[
https://issues.apache.org/jira/browse/HBASE-8925?page=com.atlassian.jira.plugin.system.issuetabpanels:comment-tabpanel&focusedCommentId=13706434#comment-13706434
]
Jesse Yates commented on HBASE-8925:
------------------------------------
I _think_ part of the problem is also that the server gets hit with a bunch of
compactions, limiting its available IO; not entirely confirmed, but it seems
somewhat correlated.
It would be easier to have multiple threads to manage a single server's queue
and could see some good speedup, unless its bandwidth to the machine that is
the limiting factor. I'll run some more tests (or rather, get [~sameerv] to run
them - he was the one who has been doing all the actual testing, I'm just the
debugging monkey) to see if we can confirm either way.

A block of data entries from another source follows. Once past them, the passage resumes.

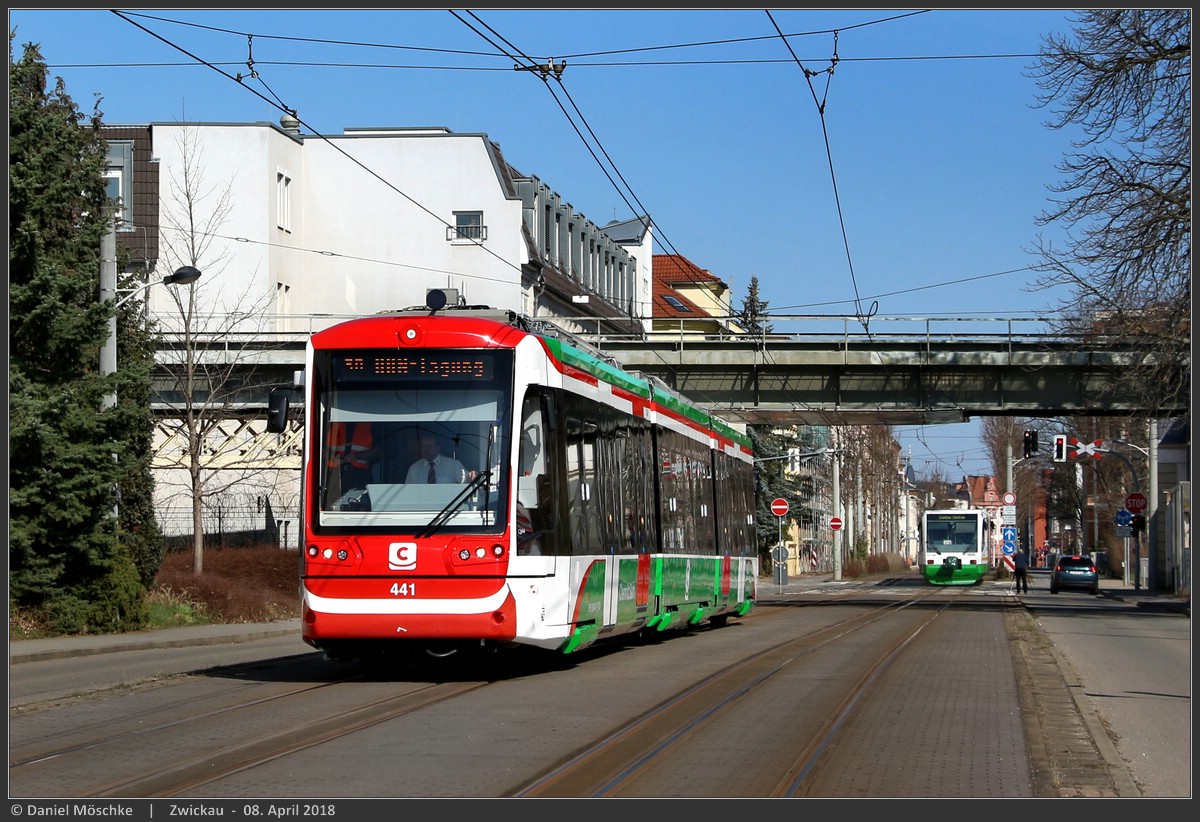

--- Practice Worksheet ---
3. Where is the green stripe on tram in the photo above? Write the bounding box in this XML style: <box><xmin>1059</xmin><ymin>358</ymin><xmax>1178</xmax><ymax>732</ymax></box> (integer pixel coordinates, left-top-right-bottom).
<box><xmin>542</xmin><ymin>337</ymin><xmax>650</xmax><ymax>398</ymax></box>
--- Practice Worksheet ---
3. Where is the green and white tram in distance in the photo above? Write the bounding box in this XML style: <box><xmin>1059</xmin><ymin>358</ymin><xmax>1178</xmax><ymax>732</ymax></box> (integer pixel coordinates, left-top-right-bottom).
<box><xmin>919</xmin><ymin>509</ymin><xmax>989</xmax><ymax>586</ymax></box>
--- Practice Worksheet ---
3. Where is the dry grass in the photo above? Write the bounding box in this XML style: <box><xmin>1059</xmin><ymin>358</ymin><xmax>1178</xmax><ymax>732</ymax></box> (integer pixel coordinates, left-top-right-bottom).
<box><xmin>150</xmin><ymin>547</ymin><xmax>300</xmax><ymax>625</ymax></box>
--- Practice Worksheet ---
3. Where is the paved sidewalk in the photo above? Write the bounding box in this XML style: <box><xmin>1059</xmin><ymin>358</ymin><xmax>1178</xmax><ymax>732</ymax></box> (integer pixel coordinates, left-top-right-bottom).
<box><xmin>8</xmin><ymin>617</ymin><xmax>300</xmax><ymax>665</ymax></box>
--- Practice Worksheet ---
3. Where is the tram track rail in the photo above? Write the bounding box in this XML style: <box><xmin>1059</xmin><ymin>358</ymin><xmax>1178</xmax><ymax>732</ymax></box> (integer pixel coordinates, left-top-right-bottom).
<box><xmin>511</xmin><ymin>593</ymin><xmax>948</xmax><ymax>797</ymax></box>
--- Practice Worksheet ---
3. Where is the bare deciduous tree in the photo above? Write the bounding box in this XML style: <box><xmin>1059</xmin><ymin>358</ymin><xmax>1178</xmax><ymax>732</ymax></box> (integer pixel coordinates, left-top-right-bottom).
<box><xmin>1033</xmin><ymin>8</ymin><xmax>1192</xmax><ymax>417</ymax></box>
<box><xmin>156</xmin><ymin>128</ymin><xmax>291</xmax><ymax>574</ymax></box>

> [replication] Allow lazy RS to help overwhelmed RS
> --------------------------------------------------
>
> Key: HBASE-8925
> URL: https://issues.apache.org/jira/browse/HBASE-8925
> Project: HBase
> Issue Type: Improvement
> Affects Versions: 0.98.0, 0.95.2, 0.94.10
> Reporter: Jesse Yates
>
> Sometimes in usual course of things, one of the regionservers gets waaaaay
> behind replicating its queue; easily build-ups of 40-50 files over just a day
> (running YCSB at the same time). However, this is just for a single RS -
> others don't have anything to replicate. We can manually get around this by
> moving the region load away from the overloaded server (and get smarter about
> this by writing our own load balancer). However, moving regions around just
> to catch up the replication seems a bit heavyweight.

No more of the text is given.